In der Nacht waren sie gekommen und hatten den Schatz, wie wir es später nannten, in den Laderaum gebracht. Nicht einer von der Crew war dabei gewesen und der Käpt’n und der Navigator sollten sich verdammt noch ’mal nicht wundern, wenn wir misstrauisch wurden und die Gerüchte wie tote Fische an die Oberfläche trieben.
Der Käpt’n, in einem seiner wenigen nüchternen Momenten, versprach uns allen eine Heuer, wie wir sie noch nie erlebt hatten und außerdem - doch das war ein anderer Ton - würden wir unser’m Vaterland einen großen Gefallen tun.
Wir segelten Richtung Glasgow. Dort sollte die Eager einen ganzen Monat vor Anker gehen. ’nen ganzen Monat.

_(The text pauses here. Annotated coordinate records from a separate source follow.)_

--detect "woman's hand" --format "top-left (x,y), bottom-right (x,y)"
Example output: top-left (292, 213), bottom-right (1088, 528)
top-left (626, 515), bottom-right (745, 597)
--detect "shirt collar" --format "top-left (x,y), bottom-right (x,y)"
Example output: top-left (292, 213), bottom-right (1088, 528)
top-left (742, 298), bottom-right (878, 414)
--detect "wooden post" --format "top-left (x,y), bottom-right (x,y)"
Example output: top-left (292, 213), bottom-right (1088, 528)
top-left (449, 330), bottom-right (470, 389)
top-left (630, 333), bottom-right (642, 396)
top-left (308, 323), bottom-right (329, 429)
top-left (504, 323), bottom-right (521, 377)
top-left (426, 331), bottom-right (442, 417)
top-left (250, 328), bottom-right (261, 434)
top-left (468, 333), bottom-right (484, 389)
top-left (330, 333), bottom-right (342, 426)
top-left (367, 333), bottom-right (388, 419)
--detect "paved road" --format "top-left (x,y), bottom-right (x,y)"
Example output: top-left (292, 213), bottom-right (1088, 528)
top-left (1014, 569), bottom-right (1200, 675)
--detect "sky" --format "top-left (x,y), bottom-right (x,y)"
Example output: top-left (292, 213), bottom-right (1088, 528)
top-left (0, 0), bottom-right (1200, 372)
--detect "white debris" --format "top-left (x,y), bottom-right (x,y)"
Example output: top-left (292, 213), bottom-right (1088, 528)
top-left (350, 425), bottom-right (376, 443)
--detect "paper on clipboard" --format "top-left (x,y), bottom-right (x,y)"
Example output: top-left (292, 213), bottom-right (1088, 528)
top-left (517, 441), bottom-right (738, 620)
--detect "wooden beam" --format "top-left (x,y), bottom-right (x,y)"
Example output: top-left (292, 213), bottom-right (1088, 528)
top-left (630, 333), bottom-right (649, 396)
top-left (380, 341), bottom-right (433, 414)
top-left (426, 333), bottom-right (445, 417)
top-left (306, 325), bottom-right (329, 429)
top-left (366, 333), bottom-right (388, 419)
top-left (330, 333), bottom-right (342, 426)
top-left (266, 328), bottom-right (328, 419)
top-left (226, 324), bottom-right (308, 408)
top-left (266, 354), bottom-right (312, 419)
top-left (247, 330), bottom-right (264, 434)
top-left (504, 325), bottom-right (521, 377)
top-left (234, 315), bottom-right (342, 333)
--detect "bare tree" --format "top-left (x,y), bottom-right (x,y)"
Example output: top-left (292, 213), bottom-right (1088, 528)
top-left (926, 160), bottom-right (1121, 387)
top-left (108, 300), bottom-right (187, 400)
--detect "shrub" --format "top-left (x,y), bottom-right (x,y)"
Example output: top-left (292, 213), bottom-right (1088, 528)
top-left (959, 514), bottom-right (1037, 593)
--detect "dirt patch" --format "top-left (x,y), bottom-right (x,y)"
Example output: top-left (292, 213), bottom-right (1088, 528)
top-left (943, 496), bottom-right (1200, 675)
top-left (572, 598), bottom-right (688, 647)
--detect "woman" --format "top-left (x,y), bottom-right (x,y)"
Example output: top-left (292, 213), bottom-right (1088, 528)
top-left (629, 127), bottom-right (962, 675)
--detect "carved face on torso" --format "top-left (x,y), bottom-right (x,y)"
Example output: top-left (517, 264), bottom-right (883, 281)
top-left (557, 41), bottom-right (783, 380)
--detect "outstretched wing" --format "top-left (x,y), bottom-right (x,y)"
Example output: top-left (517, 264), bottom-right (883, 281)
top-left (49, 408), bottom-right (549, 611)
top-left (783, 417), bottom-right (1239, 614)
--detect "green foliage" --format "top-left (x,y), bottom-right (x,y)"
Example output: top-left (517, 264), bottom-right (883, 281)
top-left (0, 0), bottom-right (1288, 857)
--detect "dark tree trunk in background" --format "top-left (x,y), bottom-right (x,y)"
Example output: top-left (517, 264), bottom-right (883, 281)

So lange hatten wir noch nie an einem Stück in einem Hafen gelegen.
Die Stimmung an Bord hätte nicht besser sein können, die spanische Sonne nicht wärmer auf unsere Rücken scheinen, als wir Cadiz vor zwei Wochen verließen. Wie das so is’, wenn man auf ’ner Höhe is’, geht’s beständig und auf jeden Fall abwärts. Als hätte er nur auf uns gewartet, packte ein Sturm nahe der englischen Südküste die Eager und weigerte sich, sie wieder freizulassen.
Seit dieser Zeit hatte Stuart of Auchinbreck den Namen Navigator. Während der Käpt’n soff, was die Flaschen hergaben, stand der lange Mann auf der Brücke neben dem Rudergänger und gab Anweisungen, als wäre er schon immer unser Anführer gewesen.
Man musste ihm zu Gute halten, dass er das Meer und die Küste, jedenfalls in dieser Gegend, auswendig kannte. Er navigierte die Eager an der englischen, walisischen und irischen Küste aufwärts, ohne einen einzigen Blick auf eine der Seekarten in der Kapitänskajüte zu werfen.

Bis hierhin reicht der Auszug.